Logo
iTCO Solutions

Sr. ML Cloud Infrastructure Engineer

iTCO Solutions, Palo Alto, California, United States, 94306

Save Job

Senior Machine Learning & Cloud Infrastructure Engineer

Location: Palo Alto, CA (Onsite 4-5 days/week)

Employment Type: Long-term contract with potential for direct hire

Company: Early-Stage Healthcare + AI Start Up - Series B

About Us

AI is a fast-growing, venture-backed startup at the intersection of healthcare and artificial intelligence. We are building digital agents that support healthcare professionals and patients in non-diagnostic use cases - from scheduling and medication reminders to post-procedure follow-ups and routine care. Our mission is to help address the shortage of medical professionals by delivering scalable, AI-driven solutions that improve patient care and operational efficiency.

Role Overview

We are seeking cutting-edge, hands-on Machine Learning and Cloud Infrastructure Engineers with deep experience in ML Ops, LLM Ops, and distributed cloud systems.
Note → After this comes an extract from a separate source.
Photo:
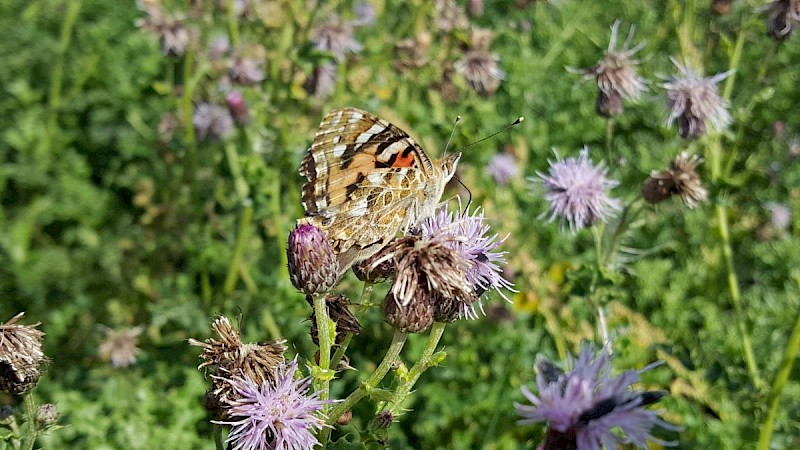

You will work on training and inference pipelines, custom Python jobs, and building multi-cloud, serverless infrastructure to support large-scale AI deployments.

This role requires onsite presence in our Palo Alto office (minimum 3 days/week) and is ideal for engineers from top-tier universities or high-caliber industry backgrounds (FAANG, leading AI startups, or equivalent).

Key Responsibilities

Design, develop, and maintain ML Ops & LLM Ops pipelines for both training and inference workloads.

Build multi-cloud, serverless infrastructure leveraging AWS, Google Cloud, Azure, and emerging GPU-as-a-service providers (CoreWeave, Vast.ai, Lambda Labs, etc.).

Create scalable, elastic platforms to manage GPU resources efficiently for cost optimization.

Develop automation, observability, and CI/CD tooling to accelerate feature delivery and improve reliability.

Collaborate with model-building teams on pre-training, fine-tuning, and deploying large language models(50B+ parameters).

Ensure infrastructure compliance with data sovereignty and local regulatory requirements across multiple regions.

Contribute to platform-level initiatives around security, benchmarking, and operational excellence.

Work cross-functionally to support rapid product experimentation and scaling in a high-growth startup environment.

Required Skills & Experience

Strong systems engineering background with proven track record in ML Ops, LLM Ops, or large-scale distributed systems.

Expert-level Python programming skills.

Hands-on experience with cloud infrastructure (AWS, GCP, Azure) and GPU provisioning/orchestration.

Familiarity with GPU-as-a-service platforms (CoreWeave, Vast.ai, Lambda Labs, etc.).

Experience with OpenAI APIs and building AI-powered products.

Deep knowledge of training and inference pipelines for large-scale machine learning models.

Proven ability to build scalable, fault-tolerant infrastructure and automation.

Strong background in observability, CI/CD, FinOps, and platform tooling.

Bachelor's, Master's, or PhD in Computer Science, Electrical Engineering, or related field (top-tier institutions preferred).

Preferred Qualifications

Experience in multi-cloud orchestration and serverless architecture.

Prior work on LLM training/fine-tuning and deployment at scale.

Knowledge of security best practices for AI/ML infrastructure.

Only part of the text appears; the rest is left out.